Is there a way to check if the destination has been modified since the last migration and only update the destination node if it is unchanged, so you don't overwrite any edits on the destination.

dalin’s picture

Beware if for example your highwater field is datetime, you cannot do something like this in prepare():

$row->$date_field = str_replace(' ', 'T', $row->$date_field);

Because this means that the highwater field stored by Migrate will now have the 'T', but when it goes to compare with the date of that row it will do something like

if ('2012-02-04 18:02:00' <= '2012-02-04T17:01:45') {
  // Highwater mark not reached.
  continue;
}

Solution: Grab the field twice in your source query, once to import, and once just for the highwater mark.

________________________
Dave Hansen-Lange
Director of Technical Strategy, FourKitchens.com

Benjamin Birkenhake’s picture

Does the Highwater Mark also work with XML Migrations?
I tried a few things, but always get the same Error:

"Undefined property: stdClass::$field_highwater File /sites/all/modules/contrib/migrate/includes/source.inc, line 304"

And another Question: What doeses this mean: " (along with any previously-imported items marked for update)".
How do I mark Items for Update?
I read through the whole documentation but could find anything on that …

dgtlmoon’s picture

I think it's a DB only thing :(

mvdve’s picture

It is possible when the XML has a field with time or an update counter.

rogernyc’s picture

Is it possible to apply more than one highwater mark to a single migration?

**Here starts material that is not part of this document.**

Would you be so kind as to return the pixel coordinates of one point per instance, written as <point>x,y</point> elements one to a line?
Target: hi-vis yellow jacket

For example, to get a row to update if either a 'last_changed' field in the primary source table OR a 'last_changed' field in a leftjoined source table has changed.

thanks.

neruda001’s picture

Hi,
I've a date field to use as highwater and no time information is provided to me, therefore two edit on the source row on the same day will result in the same highwater value. In a scenario where a content is updated many times a day and migration runs many times a day also, only one update a day will be migrated. Next updates on the same source row in the same day will not be migrated because migration module consider only record with highwater field > of the last imported highwater.
When you have no time information and using date as highwater field, consider to modify the migrate module to catch source records having highwater field >= of the last highwater imported value.

In this scenario I've edited in line 322 in /plugins/source/sql.inc

$conditions->condition($highwater, $this->activeMigration->getHighwater(),'>='); (>= instead of > condition)

and in line 313 in /includes/source.inc
if ($row->{$this->highwaterField['name']} >= $this->activeMigration->getHighwater()) { (>= instead of > condition)

this will apply globally on all the migrations, even that having date and time as highwater, or having other type of highwater field.

I'm considering if it would be useful to propose to add this feature as migration configuration in future migrate module version.

Pablo

pavel.taikov’s picture

I use custom JSON source. Data is unsorted by the highwater. As I have noticed highwater mark in migrate_status table updates after each item processed during same migration. So if some item needs to be updated but follows another with greater highwater - update fails. Am I right or is there another reason? Any beauty solution, besides sorting the source?